It would be very uncharitable to extrapolate that to "the people joking about eggs don't care about working-class people". The people joking about it largely are affected by grocery store prices. That is, of course, not the point. The "culture war" has a lot of stupid things about it, but also real, unavoidable things that would be unrealistic to expect even level-headed people to ignore.
Edit: Perhaps a more straightforward example: I am personally affected by grocery prices. Some of my closest friends and family are impacted severely by grocery prices. If a wealthy person says to me, "egg prices don't matter", I'm going to say, "Fuck off, they matter." If another person says to me, "Vote for <insert the scariest politician you can think of>, he says he'll lower egg prices," I'm going to say, "because of the egg prices? are you crazy?", even though I think egg prices matter. Relativity matters to actual humans. Some percentage of people in poverty who are desperate enough will feel forced to take that trade-off, especially if they haven't seen the hatefulness (or if they share it, but that's moot), but that doesn't mean the people making jokes about the egg price promise don't care about those people. That's not how humans work.
I put it to you that the conservative opposition and bigots are very uncharitable at the outset, in interpretation of messaging from the other side. In this case they didn't have to do any work, it was literally said for them.

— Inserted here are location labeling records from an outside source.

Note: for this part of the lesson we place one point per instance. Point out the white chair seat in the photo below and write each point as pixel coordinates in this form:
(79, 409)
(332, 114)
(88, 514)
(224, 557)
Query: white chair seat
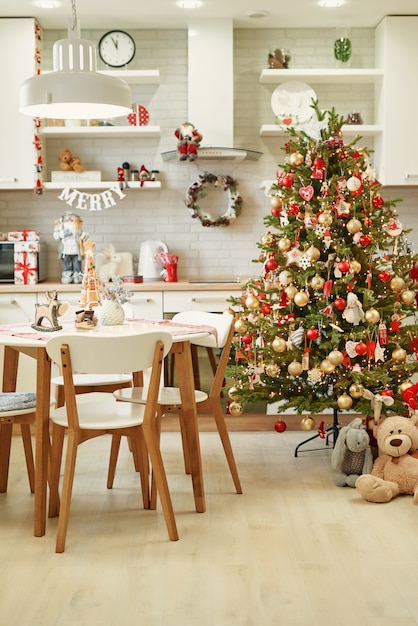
(101, 411)
(166, 395)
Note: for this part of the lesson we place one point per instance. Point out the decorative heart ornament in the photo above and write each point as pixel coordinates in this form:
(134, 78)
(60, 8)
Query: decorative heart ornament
(306, 193)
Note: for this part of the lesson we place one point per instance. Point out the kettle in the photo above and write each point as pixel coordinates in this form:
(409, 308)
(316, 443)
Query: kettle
(150, 266)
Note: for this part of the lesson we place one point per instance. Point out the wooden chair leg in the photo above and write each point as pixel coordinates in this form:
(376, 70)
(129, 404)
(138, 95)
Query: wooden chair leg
(154, 452)
(226, 442)
(27, 446)
(5, 445)
(67, 488)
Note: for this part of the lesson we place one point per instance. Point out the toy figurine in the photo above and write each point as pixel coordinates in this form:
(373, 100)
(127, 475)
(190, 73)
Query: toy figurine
(68, 231)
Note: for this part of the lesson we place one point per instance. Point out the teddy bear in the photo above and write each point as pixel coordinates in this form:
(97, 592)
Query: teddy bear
(189, 139)
(70, 163)
(395, 471)
(352, 455)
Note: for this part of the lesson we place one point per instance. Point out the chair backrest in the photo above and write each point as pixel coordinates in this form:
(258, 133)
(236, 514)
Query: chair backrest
(221, 321)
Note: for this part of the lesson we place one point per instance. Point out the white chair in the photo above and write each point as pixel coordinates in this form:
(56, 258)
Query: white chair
(89, 415)
(169, 397)
(16, 408)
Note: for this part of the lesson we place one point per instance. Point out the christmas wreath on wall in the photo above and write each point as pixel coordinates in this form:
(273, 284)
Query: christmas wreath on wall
(197, 190)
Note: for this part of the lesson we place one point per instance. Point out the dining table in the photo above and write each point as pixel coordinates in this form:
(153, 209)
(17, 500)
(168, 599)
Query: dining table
(23, 339)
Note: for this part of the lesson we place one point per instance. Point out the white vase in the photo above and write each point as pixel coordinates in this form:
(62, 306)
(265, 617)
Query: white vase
(111, 314)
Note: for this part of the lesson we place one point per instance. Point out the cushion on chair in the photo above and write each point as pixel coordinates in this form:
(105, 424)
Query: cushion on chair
(17, 401)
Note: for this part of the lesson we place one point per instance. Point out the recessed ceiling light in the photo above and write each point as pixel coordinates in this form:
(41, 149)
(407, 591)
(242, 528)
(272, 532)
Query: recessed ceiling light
(189, 4)
(330, 4)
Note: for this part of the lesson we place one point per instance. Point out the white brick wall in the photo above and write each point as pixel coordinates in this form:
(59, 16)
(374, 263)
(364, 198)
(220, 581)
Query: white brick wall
(203, 252)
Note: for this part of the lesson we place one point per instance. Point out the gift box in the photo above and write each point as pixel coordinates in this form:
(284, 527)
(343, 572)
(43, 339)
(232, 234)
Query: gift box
(26, 262)
(23, 235)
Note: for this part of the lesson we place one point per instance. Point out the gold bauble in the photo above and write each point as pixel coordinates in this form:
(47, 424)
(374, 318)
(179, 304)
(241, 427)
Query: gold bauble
(307, 423)
(276, 202)
(234, 394)
(408, 296)
(356, 390)
(284, 244)
(325, 219)
(327, 367)
(272, 370)
(344, 402)
(296, 158)
(285, 277)
(335, 357)
(291, 291)
(279, 344)
(251, 302)
(301, 298)
(295, 368)
(372, 316)
(353, 226)
(397, 283)
(405, 386)
(317, 282)
(268, 239)
(240, 326)
(313, 253)
(236, 409)
(399, 354)
(355, 267)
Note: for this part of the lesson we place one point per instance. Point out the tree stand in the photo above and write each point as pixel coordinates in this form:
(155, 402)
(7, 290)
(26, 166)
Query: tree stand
(330, 433)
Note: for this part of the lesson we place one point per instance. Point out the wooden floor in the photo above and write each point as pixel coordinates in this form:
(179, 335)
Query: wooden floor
(293, 549)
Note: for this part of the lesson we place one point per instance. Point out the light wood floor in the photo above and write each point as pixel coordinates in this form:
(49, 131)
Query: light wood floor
(292, 550)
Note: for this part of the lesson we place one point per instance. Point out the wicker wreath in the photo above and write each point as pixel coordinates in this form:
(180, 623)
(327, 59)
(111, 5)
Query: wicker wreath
(196, 191)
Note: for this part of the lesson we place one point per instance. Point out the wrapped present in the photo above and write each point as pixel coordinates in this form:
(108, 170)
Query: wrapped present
(23, 235)
(26, 259)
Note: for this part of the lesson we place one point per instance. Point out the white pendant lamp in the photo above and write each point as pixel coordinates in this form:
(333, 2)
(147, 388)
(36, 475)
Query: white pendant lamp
(74, 89)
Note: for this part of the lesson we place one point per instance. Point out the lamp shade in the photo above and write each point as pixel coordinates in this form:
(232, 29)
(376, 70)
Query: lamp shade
(74, 89)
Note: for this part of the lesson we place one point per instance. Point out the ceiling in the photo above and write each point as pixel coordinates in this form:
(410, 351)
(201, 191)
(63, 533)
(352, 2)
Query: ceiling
(161, 14)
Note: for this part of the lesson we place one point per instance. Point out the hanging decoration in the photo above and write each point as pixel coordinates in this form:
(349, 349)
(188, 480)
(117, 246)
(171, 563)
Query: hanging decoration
(197, 191)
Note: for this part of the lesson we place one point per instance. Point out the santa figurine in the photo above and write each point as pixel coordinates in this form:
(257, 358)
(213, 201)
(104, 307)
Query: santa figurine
(189, 140)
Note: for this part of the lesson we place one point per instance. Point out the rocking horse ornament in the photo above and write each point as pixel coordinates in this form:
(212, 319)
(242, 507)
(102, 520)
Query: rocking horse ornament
(49, 311)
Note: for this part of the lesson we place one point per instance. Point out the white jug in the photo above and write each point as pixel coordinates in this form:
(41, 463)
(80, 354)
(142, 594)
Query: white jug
(150, 267)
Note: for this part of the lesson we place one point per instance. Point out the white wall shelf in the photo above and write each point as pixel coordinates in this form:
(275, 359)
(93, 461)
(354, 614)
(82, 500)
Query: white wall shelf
(89, 132)
(349, 130)
(275, 77)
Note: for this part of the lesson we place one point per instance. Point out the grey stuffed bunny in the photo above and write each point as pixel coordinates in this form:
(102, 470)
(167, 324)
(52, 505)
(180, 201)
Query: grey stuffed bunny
(352, 455)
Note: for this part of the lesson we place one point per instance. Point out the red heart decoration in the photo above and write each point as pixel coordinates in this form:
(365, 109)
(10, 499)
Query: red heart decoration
(306, 192)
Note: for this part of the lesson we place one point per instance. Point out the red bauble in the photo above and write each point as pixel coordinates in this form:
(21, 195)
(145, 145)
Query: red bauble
(384, 276)
(340, 303)
(280, 426)
(344, 267)
(312, 334)
(365, 240)
(361, 348)
(377, 202)
(271, 265)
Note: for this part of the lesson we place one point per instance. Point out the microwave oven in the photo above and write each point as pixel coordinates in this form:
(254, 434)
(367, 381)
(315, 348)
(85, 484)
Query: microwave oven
(7, 262)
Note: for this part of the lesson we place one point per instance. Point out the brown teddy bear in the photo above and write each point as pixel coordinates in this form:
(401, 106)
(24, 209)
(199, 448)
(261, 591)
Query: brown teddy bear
(395, 471)
(68, 163)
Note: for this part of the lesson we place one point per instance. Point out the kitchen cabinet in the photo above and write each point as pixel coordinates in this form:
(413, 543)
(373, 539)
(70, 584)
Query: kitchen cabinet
(328, 77)
(17, 63)
(396, 46)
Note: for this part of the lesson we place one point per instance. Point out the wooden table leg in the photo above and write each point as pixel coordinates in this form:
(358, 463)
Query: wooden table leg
(184, 369)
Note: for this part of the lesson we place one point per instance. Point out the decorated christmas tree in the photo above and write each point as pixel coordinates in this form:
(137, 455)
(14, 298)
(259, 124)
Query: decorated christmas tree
(329, 323)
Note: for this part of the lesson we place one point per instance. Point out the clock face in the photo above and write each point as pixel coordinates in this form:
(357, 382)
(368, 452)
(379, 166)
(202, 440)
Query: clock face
(116, 48)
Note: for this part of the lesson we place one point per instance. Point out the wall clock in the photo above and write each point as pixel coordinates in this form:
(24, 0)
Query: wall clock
(116, 48)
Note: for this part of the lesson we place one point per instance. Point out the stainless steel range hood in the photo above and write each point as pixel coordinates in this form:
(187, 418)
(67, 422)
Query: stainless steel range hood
(211, 90)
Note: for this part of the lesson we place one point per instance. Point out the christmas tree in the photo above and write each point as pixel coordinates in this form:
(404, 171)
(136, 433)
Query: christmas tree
(329, 323)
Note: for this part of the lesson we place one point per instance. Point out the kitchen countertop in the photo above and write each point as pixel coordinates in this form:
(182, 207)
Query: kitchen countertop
(181, 285)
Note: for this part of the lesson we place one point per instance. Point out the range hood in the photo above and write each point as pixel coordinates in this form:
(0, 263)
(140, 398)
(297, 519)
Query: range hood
(211, 90)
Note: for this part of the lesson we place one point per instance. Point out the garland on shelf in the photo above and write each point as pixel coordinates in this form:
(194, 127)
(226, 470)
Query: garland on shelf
(196, 191)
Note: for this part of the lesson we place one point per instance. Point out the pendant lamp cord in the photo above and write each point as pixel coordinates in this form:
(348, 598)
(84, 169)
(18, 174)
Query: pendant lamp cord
(74, 16)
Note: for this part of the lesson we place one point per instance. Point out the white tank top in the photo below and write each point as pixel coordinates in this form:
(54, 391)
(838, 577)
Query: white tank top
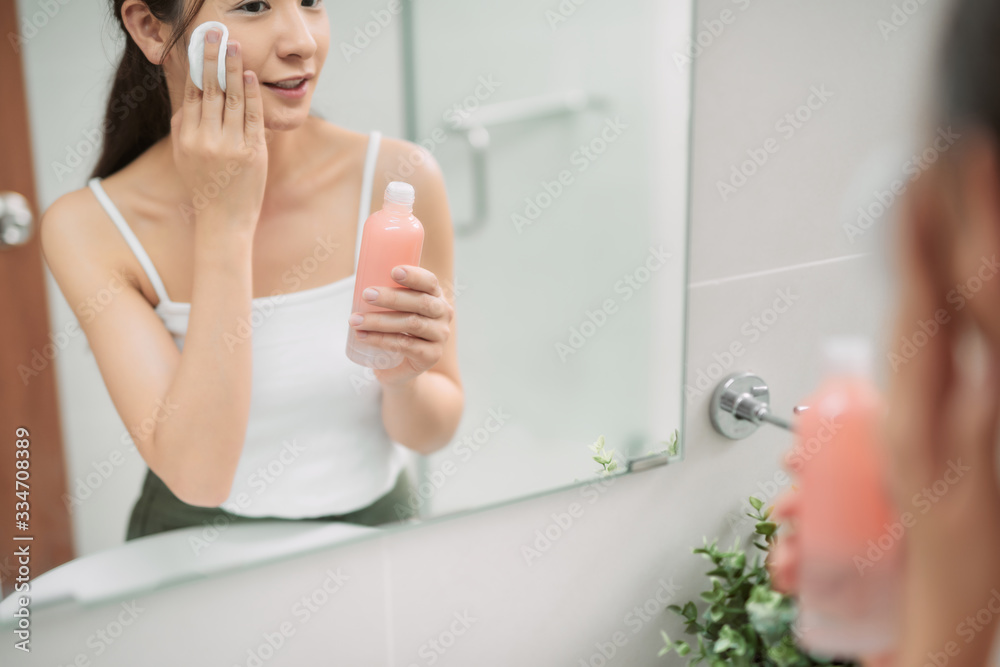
(315, 442)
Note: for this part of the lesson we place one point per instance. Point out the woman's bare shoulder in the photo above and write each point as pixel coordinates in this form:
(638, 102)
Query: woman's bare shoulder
(75, 232)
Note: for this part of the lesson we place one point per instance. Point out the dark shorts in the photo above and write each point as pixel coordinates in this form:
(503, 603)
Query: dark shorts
(158, 510)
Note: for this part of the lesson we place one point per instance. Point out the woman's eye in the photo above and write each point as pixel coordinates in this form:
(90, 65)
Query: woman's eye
(315, 3)
(250, 4)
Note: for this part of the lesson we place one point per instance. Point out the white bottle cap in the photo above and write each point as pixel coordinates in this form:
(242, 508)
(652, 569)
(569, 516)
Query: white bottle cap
(848, 355)
(400, 192)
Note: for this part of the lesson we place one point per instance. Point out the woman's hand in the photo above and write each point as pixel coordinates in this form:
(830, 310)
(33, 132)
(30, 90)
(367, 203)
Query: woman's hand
(219, 141)
(940, 445)
(423, 312)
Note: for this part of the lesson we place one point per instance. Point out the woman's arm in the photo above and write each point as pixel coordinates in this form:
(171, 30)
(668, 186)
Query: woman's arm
(423, 413)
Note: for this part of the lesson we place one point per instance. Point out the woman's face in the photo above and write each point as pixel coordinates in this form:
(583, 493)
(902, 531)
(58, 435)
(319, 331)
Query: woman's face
(279, 39)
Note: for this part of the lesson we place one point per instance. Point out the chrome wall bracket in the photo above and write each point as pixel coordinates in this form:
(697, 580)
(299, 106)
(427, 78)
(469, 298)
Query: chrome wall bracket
(739, 406)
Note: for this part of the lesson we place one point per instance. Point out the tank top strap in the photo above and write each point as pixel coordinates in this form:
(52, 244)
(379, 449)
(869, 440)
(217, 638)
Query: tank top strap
(374, 139)
(130, 238)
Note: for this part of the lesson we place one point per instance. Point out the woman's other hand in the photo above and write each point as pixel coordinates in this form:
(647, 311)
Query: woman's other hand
(418, 329)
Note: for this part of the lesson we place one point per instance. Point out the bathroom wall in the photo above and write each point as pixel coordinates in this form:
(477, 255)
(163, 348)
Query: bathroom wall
(772, 268)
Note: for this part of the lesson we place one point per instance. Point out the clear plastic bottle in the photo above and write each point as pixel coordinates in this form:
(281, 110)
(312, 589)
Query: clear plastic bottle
(390, 237)
(849, 532)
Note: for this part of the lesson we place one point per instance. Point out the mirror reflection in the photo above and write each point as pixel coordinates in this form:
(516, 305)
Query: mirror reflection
(526, 164)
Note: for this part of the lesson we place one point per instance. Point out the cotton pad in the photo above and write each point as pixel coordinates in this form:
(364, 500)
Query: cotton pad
(196, 52)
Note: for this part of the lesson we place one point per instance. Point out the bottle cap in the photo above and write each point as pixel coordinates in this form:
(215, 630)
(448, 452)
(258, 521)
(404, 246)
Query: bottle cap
(848, 355)
(400, 192)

Don't forget that working people and moderates are the ones you need to convince. If people didn't change their votes, election outcomes would always be the same. Educated people tend to be more committed to a worldview (and overconfident), whether left or right. They are listening when you mock egg prices.
This is only true if the composition of the electorate never changes, which of course it does: people become, and stop being, eligible voters all timhe time, and those that remain eligible change constituencies. Even if each individual’s voting behavior was constant, election results would change all the time.
That's literally the opposite of your original claim.
> We went from Biden to Trump: do you want to explain that with electoral composition?
If I wanted to do that, I probably would have actually claimed that particular change could be explained that way.